Cancer screening can reduce late-stage diagnoses, expand treatment options, and improve cancer outcomes. We modelled how introducing a multi-cancer early detection (MCED) screening programme in England could impact cancer treatment patterns.
The proportions of cancers (19 types, diagnosed 2014–2019) treated with resection, radiotherapy, and systemic anti-cancer therapy (SACT) were applied to modelled stage-specific cancer incidence data with and without addition of MCED screening to existing screening. We modelled an initial screening round (first screen for individuals aged 50–79 years) and a steady-state programme (annual screening from age 50–79 years).

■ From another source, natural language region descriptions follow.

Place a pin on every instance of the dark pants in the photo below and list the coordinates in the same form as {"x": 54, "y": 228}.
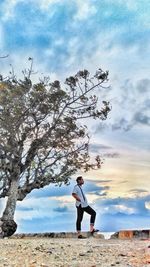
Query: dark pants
{"x": 80, "y": 212}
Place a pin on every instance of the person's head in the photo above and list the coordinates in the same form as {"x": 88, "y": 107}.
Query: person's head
{"x": 80, "y": 180}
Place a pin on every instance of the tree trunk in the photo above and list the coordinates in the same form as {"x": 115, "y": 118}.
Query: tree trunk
{"x": 8, "y": 225}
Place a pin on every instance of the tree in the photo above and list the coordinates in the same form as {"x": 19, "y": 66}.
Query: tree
{"x": 42, "y": 136}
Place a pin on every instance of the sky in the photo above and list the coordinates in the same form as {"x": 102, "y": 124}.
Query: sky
{"x": 63, "y": 37}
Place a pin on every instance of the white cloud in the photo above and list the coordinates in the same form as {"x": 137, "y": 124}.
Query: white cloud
{"x": 85, "y": 10}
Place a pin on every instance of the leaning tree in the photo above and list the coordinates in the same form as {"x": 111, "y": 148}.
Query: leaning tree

Assuming test parameters are accurate, if MCED screening is introduced in England, more cancers would require resection compared with current annual usage (steady-state: +8900, +10.0%). The number of cancers receiving radiotherapy would decrease overall (–1200; –2.0%) due to a decrease in palliative radiotherapy (–2100; –23.0%); the number of cancers treated with curative radiotherapy would increase slightly (+932; +2.1%).
Fewer cancers would receive cytotoxic chemotherapy (–5300, –9.8%) and non-cytotoxic SACT (–530, –12.2%). Increased use of curative treatment combinations is also predicted.

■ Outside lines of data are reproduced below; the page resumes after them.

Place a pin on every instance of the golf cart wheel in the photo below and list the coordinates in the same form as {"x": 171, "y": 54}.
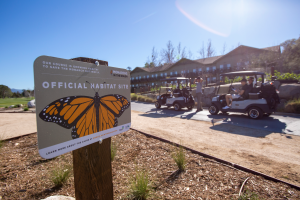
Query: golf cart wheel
{"x": 177, "y": 106}
{"x": 255, "y": 113}
{"x": 157, "y": 104}
{"x": 190, "y": 107}
{"x": 267, "y": 114}
{"x": 213, "y": 110}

The 2014–2019 window was chosen to minimize COVID-19–related distortions in cancer services.
These reflect the first 18 months following diagnosis and include adjuvant and neo-adjuvant treatments, with duplicates or multiple occurrences for the same cancer limited to a single observation per tumour.

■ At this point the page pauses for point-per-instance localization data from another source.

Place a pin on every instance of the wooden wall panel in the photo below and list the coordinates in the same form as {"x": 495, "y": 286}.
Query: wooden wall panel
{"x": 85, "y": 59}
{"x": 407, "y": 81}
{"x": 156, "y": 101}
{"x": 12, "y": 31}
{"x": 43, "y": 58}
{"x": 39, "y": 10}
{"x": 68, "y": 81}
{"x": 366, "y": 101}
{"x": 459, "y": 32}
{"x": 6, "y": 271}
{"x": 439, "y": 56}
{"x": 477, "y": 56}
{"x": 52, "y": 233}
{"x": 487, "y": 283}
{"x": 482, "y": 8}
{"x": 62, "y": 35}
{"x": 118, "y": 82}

The study distinguished cytotoxic versus non-cytotoxic SACT, with cytotoxic SACT defined by the presence of cytotoxic drugs in the earliest regimen; immunotherapy and targeted therapies were categorized as non-cytotoxic SACT.
In some instances, particularly with multiple tumours in the same 18-month window, intent could not be definitively assigned and defaulted to palliative in a few cases.
Participation was assumed at 70% for the screening scenarios, with a separate scenario at 100% participation to illustrate maximum potential effects.
This yielded estimated absolute and relative changes in the numbers of cancers treated with resection, radiotherapy (overall and segmented by curative vs palliative intent), and SACT (cytotoxic and non-cytotoxic).
The reported aggregate figure for the steady-state scenario is a modest relative increase in resections (+10.0%), corresponding to an absolute increase of approximately 8,900 surgeries across all cancers.
This follows from higher detected incidence at earlier stages where surgical resection is more commonly indicated.
This reduction principally stems from a decline in palliative radiotherapy (−2,100; −23.0%).
In contrast, curative radiotherapy would show a small uptick (+932; +2.1%), reflecting a shift toward curative-intent radiotherapy in a context of earlier detection for some cancer types.
The delineation implies a net overall reduction in systemic therapy utilization, though the interplay with more frequent surgical resections could modulate overall patient experience and plan.
In particular, there is an implied rise in cases receiving curative combinations (e.g., resection plus radiotherapy and/or SACT) relative to the pre-MCED baseline.
A 100% participation scenario demonstrates the theoretical maximum shift in treatments, illustrating the potential scale of change but not predicting realistic adherence.
The authors signal that observed treatment patterns are stage-specific and context-driven, and that the application of stage-shifted incidence to current modality distributions assumes that treatment choices align with standard-of-care practices observed in the historical data.
They also acknowledge that several cancers may not be equally amenable to early detection or to the same degree of stage shifting, and that the precise magnitude of workforce and service delivery changes will depend on actual participation and the effectiveness of MCED in real-world settings.
This includes alignment of screening uptake with diagnostic and treatment services, ensuring timely access to cure-directed therapies, and adjusting workforce deployment to reflect new patterns of care.
They also underscore that realizing potential mortality and quality-of-life benefits hinges on translating earlier detection into timely, appropriate, and effective treatment pathways.
It highlights that substantial innovation and resource planning would be required to accommodate future care patterns if MCED screening were offered alongside existing screening programs.